L'histoire :
Un jeune père de famille, qui travaille dans un abattoir porcin pour ramener de l’argent à la maison, raconte tous les soirs une histoire à sa fille. La petite a beaucoup d’imagination, elle donne à son père la liste des personnages qu’elle veut, il ne lui reste plus qu’à construire quelque chose autour. C’est un vrai exutoire pour lui, un moment de poésie et de douceur. Traumatisé par ce qu’il vit au quotidien au boulot, la violence du processus d’électrocution, de vidange du sang des animaux morts, et toutes les étapes de ce métier qu’il n’a pas choisi, il se demande comment il pourrait un jour trouver autre chose. Mais pour le moment, son épouse infirmière et lui ne peuvent pas se permettre d’abandonner un revenu. Un soir, sa fille demande un personnage supplémentaire dans son histoire du jour : un cochon qui porterait un tatouage sur le cœur. Pas de problème pour Fabien, le cochon tatoué fait son entrée dans le récit. Le lendemain, il tient le poste de contrôle de l’arrivée des animaux en provenance des fermes voisines. L’objectif du job est de détecter si certains animaux semblent blessés et devoir faire l’objet d’un contrôle vétérinaire avant d’entrer dans l’abattoir. Mais sur le plateau du camion qui vient d’arriver, parmi des dizaines de bêtes tout à fait normales, il y a un cochon tatoué...

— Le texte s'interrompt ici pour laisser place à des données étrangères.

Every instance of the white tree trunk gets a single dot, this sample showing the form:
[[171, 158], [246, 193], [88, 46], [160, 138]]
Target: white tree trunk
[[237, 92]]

Ce qu'on en pense sur la planète BD :
Encore une fois, Laurent Bonneau nous stupéfait en illustrant une histoire ancrée dans le quotidien avec une originalité graphique qui frappe dès la première page. Rien n’est comme ailleurs dans ses cases qui mélangent un vrai réalisme (le dessinateur remercie en fin d’album ceux qui ont posé pour lui), et une torsion du réel avec des fulgurances visuelles qui couplent le souffle. Comme cette p.40 sur laquelle Fabien entre dans le parking de l’abattoir avant que le jour soit levé. Une pleine page entièrement verte, sublime et très contemporaine. Ou ce moment incroyable où il parvient à nous faire plonger dans l’imagination d’Elisa qui écoute son père raconter une histoire. Damien Marie écrit le scénario de cette histoire très humaine, touchante et dure, où l’espoir surgit de manière inespérée. Fabien est fatigué par sa vie contrainte, ses traits sont tirés, Bonneau lui dessine un visage très anguleux, mais il ne renonce pas et se nourrit de la force naïve que lui transmet sa fille lors de leurs rares moments ensemble. Le ton du livre est très actuel, les dialogues sonnent juste, les bières artisanales que les amis boivent à travers l’album peuvent constituer une belle liste de courses pour l’amateur éclairé. C’est aussi une chronique mélancolique sur les renoncements de la vie, doublée d’une immersion étonnante jusque dans les vestiaires des ouvriers de l’abattoir. Le rythme de lecture est rapide, le découpage est d’une fluidité totale, après Ceux qui me restent, c’est la deuxième collaboration entre Bonneau et Damien Marie, une nouvelle réussite artistique et narrative. Certes, peut-être le titre aurait pu être différent, et ne pas tenter de faussement rappeler leur précédent album ensemble. Car évidemment il n’y a pas la moindre redite.